Aviation insurance includes, besides personal accident and life risks, risks against planes, cargoes, airports, public liability, passengers, employes, fires, windstorms, thefts. The usual life or accident policy generally forbids flying. Four Manhattan underwriters predominate in the nation's aviation insurance business--Aero Underwriters Corp., United States Aviation Underwriters, Wm. H. McGee & Co., Associated Aviation Underwriters. The last is the most powerful. Formed last March it groups 13 fire and marine insurance companies and three casualty companies, whose aggregate assets were then $330,000,000.
First person to take out a special air policy was Horatio Barber. In 1912 he went to Lloyd's in London to insure himself against liability to passengers who might travel in a fleet of five planes which he owned. Lloyd's knew nothing of the risks, told him to write out his own policy, being just to them and himself. That led to an affiliation with Lloyd's which, after the War, distracted him from flying. Now, 54, he is in Manhattan, president of Barber & Baldwin, Inc., underwriting affiliates with Aero Underwriters Corp.
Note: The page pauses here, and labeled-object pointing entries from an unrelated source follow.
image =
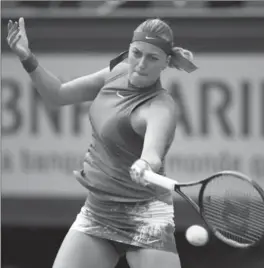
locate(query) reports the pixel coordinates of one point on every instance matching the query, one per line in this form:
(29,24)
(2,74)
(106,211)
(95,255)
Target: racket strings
(219,206)
(218,223)
(235,209)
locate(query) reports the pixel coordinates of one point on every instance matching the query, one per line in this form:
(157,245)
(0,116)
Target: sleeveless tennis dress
(117,208)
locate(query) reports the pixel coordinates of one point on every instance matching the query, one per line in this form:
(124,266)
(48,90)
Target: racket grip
(159,180)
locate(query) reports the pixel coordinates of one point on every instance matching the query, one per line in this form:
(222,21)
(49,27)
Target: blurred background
(221,124)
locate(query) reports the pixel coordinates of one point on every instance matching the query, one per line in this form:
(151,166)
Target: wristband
(146,162)
(31,63)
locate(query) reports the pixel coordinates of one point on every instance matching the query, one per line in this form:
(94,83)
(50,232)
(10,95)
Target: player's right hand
(17,38)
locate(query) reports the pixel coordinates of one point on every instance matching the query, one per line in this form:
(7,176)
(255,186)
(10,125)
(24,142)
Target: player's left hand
(137,171)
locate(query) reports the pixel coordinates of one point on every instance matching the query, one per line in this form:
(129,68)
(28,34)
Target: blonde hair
(161,29)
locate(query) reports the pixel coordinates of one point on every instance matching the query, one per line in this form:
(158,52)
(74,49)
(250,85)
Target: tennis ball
(196,235)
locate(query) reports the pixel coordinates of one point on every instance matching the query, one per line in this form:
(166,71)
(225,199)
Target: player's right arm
(52,90)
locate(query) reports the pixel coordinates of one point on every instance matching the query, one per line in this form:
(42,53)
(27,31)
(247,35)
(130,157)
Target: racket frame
(198,206)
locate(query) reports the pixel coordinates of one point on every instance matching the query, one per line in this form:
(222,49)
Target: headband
(166,46)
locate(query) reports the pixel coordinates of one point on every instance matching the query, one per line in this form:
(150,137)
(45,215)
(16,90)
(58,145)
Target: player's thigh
(151,258)
(80,250)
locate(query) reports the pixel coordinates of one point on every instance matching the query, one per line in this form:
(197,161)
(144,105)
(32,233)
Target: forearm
(45,82)
(153,160)
(47,85)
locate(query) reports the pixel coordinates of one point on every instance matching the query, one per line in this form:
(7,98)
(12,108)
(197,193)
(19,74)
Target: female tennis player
(133,121)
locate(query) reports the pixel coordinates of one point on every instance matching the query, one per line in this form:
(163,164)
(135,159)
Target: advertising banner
(220,123)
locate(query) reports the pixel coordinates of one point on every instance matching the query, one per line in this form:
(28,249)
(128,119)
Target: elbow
(153,160)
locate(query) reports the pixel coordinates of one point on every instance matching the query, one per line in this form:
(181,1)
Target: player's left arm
(160,120)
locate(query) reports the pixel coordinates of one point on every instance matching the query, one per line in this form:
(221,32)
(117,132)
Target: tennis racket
(230,203)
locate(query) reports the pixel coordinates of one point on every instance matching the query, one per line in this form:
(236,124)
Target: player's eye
(137,53)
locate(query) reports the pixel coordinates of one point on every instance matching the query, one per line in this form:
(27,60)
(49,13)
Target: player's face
(146,62)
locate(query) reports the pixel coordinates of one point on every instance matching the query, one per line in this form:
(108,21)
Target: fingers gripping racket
(230,203)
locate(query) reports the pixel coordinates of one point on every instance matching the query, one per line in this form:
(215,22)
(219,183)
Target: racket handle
(159,180)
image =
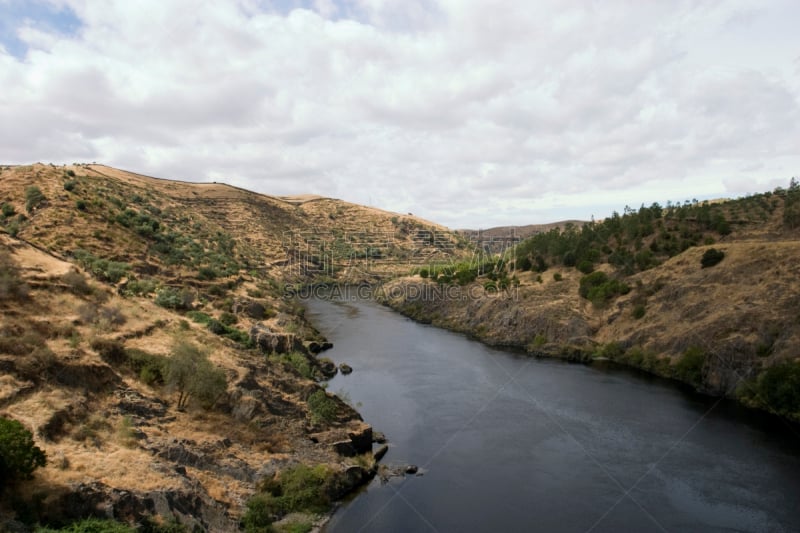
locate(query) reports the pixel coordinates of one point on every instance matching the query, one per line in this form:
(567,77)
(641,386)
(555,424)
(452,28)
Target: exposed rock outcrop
(270,341)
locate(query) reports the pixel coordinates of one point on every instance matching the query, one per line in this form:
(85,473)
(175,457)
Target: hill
(148,345)
(639,289)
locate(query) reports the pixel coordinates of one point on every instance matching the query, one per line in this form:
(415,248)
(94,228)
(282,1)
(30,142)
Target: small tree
(33,198)
(191,374)
(19,456)
(711,257)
How unsettled are aviation insurance rates, two offers last week indicated. Both were for damages to houses caused by planes. American Insurance Co. of Newark, N. J., figured that $1.56 a year was sufficient premium for $2,500 insurance. Continental Insurance Co. of New York figured $3 the yearly premium for $2,500 insurance on property within one mile of an airport, $2.50 for property between one and five miles from airports, $2 for properties farther away.